L’entretien qui garde des boucles souples plus longtemps
Après la prestation, la fibre a besoin d’un peu de discipline, sans tomber dans une routine compliquée. Les premières heures comptent beaucoup: je recommande de suivre l’instruction du salon, mais dans la pratique il faut souvent éviter shampooing, brossage énergique et coiffage serré pendant 24 à 48 heures. C’est la période où la forme finit de se stabiliser.
- Lavez moins souvent: Schwarzkopf indique qu’un shampooing tous les trois à quatre jours peut suffire selon le type de cheveux.
- Choisissez un shampooing doux, idéalement formulé pour les cheveux bouclés ou sensibilisés.
- Hydratez avec un après-shampooing ou un masque, mais sans alourdir la racine.
- Privilégiez le séchage à l’air libre ou au diffuseur, avec une chaleur modérée.
- Démêlez avec les doigts ou un peigne à dents larges, surtout quand le cheveu est humide.
Je préfère des soins simples et réguliers à une accumulation de produits. Une boucle a besoin d’hydratation, de souplesse et d’un minimum de frottement. Si vous ajoutez trop de chaleur, trop de brossage ou trop de lavages, vous gagnez une heure de coiffage mais vous perdez plusieurs semaines de tenue.
Cette routine fonctionne d’autant mieux qu’on évite les erreurs classiques au départ. Et ce sont souvent les mêmes, quel que soit le style recherché.
Les erreurs que je vois le plus souvent en salon
La plupart des déceptions viennent d’un mauvais cadrage, pas d’un mauvais “goût” de la permanente. Les erreurs se répètent souvent de la même façon, et elles sont faciles à éviter quand on sait où regarder.
- Forcer sur une fibre déjà très fragilisée : sur un cheveu décoloré, cassant ou poreux, le risque n’est pas seulement un mauvais rendu, c’est aussi la casse.
- Choisir une boucle trop serrée sur une base très fine : le résultat peut devenir mousseux, sans ressort net.
- Laver trop tôt : la forme se détend plus vite et le dessin perd sa netteté.
- Enchaîner permanente et décoloration sans vrai délai : ce combo est souvent trop agressif pour la fibre.
- Demander un rendu naturel avec une mise en forme trop radicale : le produit peut être bon, mais la taille des bigoudis ne correspond pas à l’objectif.
Quand la fibre est déjà sensibilisée, je préfère parfois reculer le projet plutôt que de promettre un résultat “miracle”. Une belle permanente ne doit pas seulement être photogénique le premier jour; elle doit aussi rester portable, souple et crédible dans la durée. C’est ce critère qui m’amène au choix final.

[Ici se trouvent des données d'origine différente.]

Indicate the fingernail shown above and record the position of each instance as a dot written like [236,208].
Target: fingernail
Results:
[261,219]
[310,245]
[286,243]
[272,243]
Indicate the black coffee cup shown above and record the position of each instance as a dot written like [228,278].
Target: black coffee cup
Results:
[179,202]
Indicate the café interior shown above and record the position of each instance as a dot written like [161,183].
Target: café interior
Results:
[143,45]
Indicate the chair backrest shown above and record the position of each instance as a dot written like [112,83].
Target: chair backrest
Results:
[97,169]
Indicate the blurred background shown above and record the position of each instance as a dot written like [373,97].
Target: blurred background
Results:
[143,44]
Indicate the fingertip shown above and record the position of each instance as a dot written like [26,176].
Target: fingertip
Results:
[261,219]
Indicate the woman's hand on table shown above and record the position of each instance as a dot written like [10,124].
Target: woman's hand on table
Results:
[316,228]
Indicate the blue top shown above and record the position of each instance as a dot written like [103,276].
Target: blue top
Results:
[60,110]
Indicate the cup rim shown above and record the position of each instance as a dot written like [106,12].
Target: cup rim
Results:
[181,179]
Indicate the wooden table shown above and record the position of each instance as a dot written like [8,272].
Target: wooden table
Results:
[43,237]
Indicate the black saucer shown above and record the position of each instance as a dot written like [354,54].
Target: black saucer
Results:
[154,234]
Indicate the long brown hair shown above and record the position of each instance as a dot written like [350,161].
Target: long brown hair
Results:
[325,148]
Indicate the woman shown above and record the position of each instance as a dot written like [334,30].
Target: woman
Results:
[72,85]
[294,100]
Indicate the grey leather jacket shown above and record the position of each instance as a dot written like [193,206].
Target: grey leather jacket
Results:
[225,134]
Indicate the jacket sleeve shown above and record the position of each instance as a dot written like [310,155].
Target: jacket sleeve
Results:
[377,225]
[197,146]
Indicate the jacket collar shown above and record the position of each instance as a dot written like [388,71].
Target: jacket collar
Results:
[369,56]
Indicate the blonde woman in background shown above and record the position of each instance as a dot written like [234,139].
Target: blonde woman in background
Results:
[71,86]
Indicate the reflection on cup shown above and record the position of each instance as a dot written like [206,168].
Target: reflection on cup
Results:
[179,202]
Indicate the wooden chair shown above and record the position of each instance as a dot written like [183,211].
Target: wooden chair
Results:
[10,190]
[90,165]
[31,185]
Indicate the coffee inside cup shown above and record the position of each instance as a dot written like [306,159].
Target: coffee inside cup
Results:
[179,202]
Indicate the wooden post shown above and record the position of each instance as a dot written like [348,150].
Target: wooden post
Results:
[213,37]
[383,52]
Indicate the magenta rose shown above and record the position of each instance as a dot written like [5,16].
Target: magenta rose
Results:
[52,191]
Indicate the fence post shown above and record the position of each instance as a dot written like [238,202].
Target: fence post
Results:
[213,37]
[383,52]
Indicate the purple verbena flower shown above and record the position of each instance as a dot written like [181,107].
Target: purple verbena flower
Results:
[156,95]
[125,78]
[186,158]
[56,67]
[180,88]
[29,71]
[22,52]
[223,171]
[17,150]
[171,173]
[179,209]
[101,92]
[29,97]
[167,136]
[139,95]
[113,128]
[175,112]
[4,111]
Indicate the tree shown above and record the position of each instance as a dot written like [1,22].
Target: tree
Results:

Le meilleur résultat vient d’un accord simple entre fibre, forme et entretien
Si je devais résumer mon approche en une phrase, ce serait celle-ci: on ne choisit pas une permanente contre les cheveux, on la choisit avec eux. Cheveux épais et résistants, je m’oriente plus volontiers vers une formule plus tonique. Cheveux fins ou sensibilisés, je cherche au contraire la souplesse, la douceur et un dessin moins agressif. Si l’objectif est un mouvement naturel, la version digitale ou une ondulation large peut être plus juste qu’une boucle serrée.
- Si vos cheveux sont épais et rebelles, une formule plus soutenue peut mieux tenir.
- Si vos cheveux sont fins, colorés ou poreux, la prudence est préférable à la puissance.
- Si vous voulez juste du relief, le volume en racine ou une permanente partielle suffit parfois.
- Si vous voulez des boucles visibles sans effet trop figé, l’ondulation souple reste souvent le meilleur compromis.
Je retiens enfin une règle simple: le bon choix est celui qui respecte la matière, le temps d’entretien réel et le rendu que vous êtes prête à assumer au quotidien. C’est ce trio-là qui fait la différence entre une permanente réussie et une boucle qui fatigue trop vite.